Can marketers trust agencies again?

Nic Halley

  • Founder and managing director, Mindbox
Nic is founder and managing director of Mindbox, a specialist digital marketing and media consultancy based in Sydney.

 

Unless you’ve been marketing under a rock, you’ll probably have questioned whether your media agencies are offering you transparency.  

While some suspect practices have come to light, it’s important that brands don’t throw the proverbial baby out with the bathwater. Digital media and programmatic present strong opportunities for brands to develop long-term impactful campaigns.  

So, the question arises, can marketers and agencies regain trust and moreover, how do they do so?  

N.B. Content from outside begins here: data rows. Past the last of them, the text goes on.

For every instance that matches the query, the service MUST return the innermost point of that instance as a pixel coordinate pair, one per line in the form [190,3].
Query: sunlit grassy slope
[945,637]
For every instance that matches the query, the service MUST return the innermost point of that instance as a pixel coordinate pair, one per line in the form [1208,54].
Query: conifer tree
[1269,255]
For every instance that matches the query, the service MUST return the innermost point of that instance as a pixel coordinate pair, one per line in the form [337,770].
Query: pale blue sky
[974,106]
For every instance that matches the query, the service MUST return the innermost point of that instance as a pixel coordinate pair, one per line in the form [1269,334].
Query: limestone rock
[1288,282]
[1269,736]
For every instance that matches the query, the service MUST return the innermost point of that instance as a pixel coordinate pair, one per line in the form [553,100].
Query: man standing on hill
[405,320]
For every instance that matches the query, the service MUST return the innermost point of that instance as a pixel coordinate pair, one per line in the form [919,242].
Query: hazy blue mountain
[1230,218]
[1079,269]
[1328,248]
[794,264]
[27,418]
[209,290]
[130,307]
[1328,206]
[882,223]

Well to begin with, the issues are avoidable – there are still a number that do industry leading work with full visibility.  

To identify the diamonds in the rough, marketers need to educate themselves on the common practices that have been observed, to ensure they are confident in their partnerships. Beyond the obvious eye watering hidden mark ups, agencies have been known to:  

  • Conceal benefits from value banks. Agencies will bulk buy in exchange for additional advertising space and lower prices. While there may be a reduced rate passed on to the client, the real value is kept by the agency when they on-sell this free media.
  • Purchase from their own networks, setting an inflated floor price – for example, the actual CPM is $3, but floor price is set at $6 CPM. They then communicate a reasonable mark up on this and the client feels that they are getting transparency, but the majority of the agency’s revenue is hidden.
  • Sell on client data.
  • Apply a ‘set and forget’ mentality, giving big accounts to juniors who are ill equipped to be valuable brand custodians, or to put in place the methodical approach that ensures successful work. 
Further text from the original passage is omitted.